# my new to me 1956 fastwin 15 restoration



## levip (Dec 4, 2010)

heres what it looked like when i picked it up:








i got it for 20 bux had to drive a ways to pick it up but it think it was worth it 
the guy told me it ran but he messed with the points and it quit and he got disgusted with it 
i got it home and tore into it 
i took the lower unit off first and TRIED to open the lower unit housing all three screw rung off and the housing was still stuck tried to drill out the bolt and ended up goring up the housing i got it off by drilling 2 holes in the top and running some screws into the holes pressing the housing off using the wear plate
this is what i found: and then i didnt feel so bad about f'n up the housing getting it off









looks like he ran more sand than water through the water pump ordered new waterpump kit pn#382468

also i ordered a tune up kit pn#172522
, 2 new coils pn#584477,a powerhead baffle kit pn#377070,carb kit w/float pn#439071, and a new crankshaft seal pn#303804(they tend to go bad without the baffle and there wasnt a baffle on this motor)
so here i sit bored waiting on parts and i figured id give you guys an update


----------



## cal1320 (Jun 6, 2007)

I have a 56 7.5hp. These take a pressurized tank as they have no fuel pump.

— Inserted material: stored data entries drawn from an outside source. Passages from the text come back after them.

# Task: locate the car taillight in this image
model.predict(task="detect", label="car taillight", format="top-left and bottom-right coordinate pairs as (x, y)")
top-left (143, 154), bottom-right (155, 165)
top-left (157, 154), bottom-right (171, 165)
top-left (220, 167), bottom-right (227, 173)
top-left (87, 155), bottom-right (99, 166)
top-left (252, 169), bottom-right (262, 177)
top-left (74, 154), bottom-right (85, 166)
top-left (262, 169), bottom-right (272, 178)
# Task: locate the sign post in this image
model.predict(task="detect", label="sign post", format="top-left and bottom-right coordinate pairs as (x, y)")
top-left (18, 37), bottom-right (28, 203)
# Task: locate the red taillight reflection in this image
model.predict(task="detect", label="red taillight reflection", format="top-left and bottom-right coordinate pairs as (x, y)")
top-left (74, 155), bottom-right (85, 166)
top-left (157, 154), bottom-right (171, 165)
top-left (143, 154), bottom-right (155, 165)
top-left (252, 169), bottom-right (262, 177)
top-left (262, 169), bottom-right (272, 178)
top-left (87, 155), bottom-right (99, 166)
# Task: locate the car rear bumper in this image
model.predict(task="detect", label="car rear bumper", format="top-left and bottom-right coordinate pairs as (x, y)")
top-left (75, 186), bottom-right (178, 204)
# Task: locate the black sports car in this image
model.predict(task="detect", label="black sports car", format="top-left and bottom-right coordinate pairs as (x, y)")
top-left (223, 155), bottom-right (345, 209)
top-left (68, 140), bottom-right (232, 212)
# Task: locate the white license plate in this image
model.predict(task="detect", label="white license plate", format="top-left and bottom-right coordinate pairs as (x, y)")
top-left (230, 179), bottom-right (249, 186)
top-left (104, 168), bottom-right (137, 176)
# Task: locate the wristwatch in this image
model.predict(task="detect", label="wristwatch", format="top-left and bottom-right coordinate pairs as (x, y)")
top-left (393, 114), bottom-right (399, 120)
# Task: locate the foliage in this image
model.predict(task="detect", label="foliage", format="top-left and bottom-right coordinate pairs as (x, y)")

There is some info on the web about how to add a pump though. They are nice running motors, but heavy.


----------



## levip (Dec 4, 2010)

i have two - a 5.5 and a 15 both '56's i love em i was trying to see if anyone was interested in a redo of one of these and i guess noone is ...... both of mine have fuel pumps
gotta wonder how they compare inweight to one of these new four strokes - id be willing to bet my 15 is lighter than a new four stroke


----------



## cal1320 (Jun 6, 2007)

Redo it and post some pics. I dont know how they compare weight wise to a newer 4 stroker. The older motors were rated at the crankshaft while the newer motors are rated at the prop.


----------